For the artist’s book titles, produced by Paris’s Onestarpress, Tamuna Sirbiladze wrote the titles by hand on black-and-white reproductions of her pictures. Above the reproduction of one canvas that includes the word “Spiegel” twice—in different typography and coloring—she wrote Mirror : Error. Even though the phonetic echo manages to suggest the visual reflection partially evoked in the picture by the repeated word, what she is perhaps saying is that faithful, mirrorlike representation is itself always false, erroneous. On the reproduction of a picture that hangs in the present exhibition the name of a season appears in Tamuna’s handwriting: Autumn.
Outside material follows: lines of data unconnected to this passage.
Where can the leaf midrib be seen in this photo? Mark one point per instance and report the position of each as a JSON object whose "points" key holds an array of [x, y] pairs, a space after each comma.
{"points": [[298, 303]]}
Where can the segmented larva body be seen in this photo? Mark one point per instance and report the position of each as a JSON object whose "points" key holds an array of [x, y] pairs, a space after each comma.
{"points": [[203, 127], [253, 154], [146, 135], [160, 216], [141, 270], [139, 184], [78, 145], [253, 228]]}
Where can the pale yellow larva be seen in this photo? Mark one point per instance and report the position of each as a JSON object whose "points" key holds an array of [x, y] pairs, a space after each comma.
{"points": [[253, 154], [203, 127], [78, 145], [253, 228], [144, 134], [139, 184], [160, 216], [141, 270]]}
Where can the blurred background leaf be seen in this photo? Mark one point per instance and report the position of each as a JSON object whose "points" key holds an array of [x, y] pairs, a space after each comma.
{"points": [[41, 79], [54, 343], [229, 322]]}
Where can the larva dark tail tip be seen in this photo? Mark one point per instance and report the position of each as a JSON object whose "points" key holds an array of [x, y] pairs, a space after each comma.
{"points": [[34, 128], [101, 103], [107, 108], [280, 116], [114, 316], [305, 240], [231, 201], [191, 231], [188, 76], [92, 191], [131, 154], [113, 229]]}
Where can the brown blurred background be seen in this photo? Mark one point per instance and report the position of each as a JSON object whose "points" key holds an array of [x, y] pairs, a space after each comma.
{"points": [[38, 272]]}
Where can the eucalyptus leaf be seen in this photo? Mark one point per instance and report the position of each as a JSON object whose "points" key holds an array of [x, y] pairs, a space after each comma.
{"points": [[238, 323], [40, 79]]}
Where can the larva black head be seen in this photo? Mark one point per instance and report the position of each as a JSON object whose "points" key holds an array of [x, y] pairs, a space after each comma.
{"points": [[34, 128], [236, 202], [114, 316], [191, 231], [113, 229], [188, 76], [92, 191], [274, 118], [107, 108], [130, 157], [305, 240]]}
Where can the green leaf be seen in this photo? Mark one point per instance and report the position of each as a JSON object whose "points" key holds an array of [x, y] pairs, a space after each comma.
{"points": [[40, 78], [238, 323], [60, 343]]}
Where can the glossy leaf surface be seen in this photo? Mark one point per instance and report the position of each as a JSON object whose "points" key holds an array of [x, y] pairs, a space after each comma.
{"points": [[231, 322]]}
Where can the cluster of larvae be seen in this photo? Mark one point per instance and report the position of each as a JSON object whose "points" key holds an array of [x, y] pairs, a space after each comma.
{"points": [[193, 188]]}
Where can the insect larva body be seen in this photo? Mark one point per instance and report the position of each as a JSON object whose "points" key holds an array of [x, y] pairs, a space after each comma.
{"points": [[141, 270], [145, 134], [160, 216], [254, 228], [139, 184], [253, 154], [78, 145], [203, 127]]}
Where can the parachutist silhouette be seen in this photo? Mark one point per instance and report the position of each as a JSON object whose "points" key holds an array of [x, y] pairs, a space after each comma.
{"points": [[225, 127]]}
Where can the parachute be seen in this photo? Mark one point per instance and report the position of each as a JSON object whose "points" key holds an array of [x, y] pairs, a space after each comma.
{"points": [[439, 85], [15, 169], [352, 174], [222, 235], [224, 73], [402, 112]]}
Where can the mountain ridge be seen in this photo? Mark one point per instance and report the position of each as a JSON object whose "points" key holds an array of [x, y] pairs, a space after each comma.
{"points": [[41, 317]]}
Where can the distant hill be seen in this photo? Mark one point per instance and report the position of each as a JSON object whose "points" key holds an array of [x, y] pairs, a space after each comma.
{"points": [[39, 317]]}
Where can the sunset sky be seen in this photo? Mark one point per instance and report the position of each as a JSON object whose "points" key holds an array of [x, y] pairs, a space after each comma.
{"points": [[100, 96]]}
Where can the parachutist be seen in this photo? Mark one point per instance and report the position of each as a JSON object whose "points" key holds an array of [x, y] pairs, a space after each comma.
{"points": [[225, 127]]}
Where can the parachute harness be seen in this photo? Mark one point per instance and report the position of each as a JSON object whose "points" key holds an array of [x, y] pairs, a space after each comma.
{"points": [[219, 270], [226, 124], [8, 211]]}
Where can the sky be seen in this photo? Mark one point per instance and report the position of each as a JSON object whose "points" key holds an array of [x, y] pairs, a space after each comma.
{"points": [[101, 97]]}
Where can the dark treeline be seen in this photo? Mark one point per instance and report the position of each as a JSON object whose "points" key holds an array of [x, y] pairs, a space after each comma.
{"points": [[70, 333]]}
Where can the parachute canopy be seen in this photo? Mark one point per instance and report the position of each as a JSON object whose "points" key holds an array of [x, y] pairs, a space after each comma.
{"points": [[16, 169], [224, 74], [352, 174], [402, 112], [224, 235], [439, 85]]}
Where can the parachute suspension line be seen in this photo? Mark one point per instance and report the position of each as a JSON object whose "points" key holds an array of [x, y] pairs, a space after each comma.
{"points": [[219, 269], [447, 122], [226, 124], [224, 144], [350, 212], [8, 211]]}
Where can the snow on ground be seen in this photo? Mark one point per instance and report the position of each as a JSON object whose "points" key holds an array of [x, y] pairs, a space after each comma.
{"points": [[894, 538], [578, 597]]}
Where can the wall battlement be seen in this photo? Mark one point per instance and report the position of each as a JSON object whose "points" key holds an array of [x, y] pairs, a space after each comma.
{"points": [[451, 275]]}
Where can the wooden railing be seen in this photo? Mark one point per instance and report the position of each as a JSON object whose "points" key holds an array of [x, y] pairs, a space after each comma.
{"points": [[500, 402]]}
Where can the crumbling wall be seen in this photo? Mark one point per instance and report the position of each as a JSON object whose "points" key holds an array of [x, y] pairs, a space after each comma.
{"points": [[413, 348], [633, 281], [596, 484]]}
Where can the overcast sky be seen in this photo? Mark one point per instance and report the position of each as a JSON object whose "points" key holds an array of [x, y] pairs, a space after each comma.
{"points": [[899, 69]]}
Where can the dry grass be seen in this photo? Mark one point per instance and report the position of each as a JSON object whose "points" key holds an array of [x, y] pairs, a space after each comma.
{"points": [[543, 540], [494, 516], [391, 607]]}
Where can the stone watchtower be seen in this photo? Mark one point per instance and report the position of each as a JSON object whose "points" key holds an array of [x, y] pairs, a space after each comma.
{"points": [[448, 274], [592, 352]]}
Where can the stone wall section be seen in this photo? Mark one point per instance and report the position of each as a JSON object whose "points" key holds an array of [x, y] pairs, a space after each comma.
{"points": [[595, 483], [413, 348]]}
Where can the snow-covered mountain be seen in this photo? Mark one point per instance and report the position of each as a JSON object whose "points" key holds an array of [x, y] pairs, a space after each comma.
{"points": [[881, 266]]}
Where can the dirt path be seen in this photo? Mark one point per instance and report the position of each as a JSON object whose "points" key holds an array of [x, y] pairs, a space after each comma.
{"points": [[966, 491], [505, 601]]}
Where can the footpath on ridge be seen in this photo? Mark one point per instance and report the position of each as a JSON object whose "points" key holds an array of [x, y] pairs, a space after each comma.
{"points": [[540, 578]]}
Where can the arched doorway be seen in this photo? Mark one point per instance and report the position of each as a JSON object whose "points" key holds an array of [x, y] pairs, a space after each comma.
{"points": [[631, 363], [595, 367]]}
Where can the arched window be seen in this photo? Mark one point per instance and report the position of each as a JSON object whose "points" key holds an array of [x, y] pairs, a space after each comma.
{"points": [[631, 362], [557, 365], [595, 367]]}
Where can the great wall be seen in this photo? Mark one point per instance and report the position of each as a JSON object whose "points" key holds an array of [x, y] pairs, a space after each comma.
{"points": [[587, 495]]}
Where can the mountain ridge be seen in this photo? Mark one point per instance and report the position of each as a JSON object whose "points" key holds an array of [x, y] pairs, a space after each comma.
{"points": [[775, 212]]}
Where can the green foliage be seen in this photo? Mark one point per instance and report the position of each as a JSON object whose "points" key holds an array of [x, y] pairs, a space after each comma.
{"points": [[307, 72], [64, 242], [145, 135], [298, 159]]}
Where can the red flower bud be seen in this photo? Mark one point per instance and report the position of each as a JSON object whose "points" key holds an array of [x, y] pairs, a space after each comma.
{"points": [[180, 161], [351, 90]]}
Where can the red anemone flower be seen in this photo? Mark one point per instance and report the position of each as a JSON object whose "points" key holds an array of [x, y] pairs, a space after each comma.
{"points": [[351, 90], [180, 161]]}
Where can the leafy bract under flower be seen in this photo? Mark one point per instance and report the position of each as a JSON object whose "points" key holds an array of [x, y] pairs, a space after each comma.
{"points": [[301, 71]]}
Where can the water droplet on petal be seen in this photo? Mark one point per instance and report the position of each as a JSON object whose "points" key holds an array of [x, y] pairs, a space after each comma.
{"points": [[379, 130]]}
The picture is limited to red tones, the lines seem to be simply flung down, the forms coincidental: two shadowy seated figures in the foreground—facing each other?—the one on the left thanks to a fortuitous blank space a delicate, if very small face in profile. And do its upper projections not resemble the ears of a lynx? In the background on the right is a standing figure—pissing?—and the tangle of lines behind or beside it could be interpreted as the suggestion of a tree. A small, perforated heart floats at the top. Are the two figures sitting next to water? Red waves? Everything read wrong, the white-blue strokes overlooked, you should have let the traces of color be traces, and simply looked.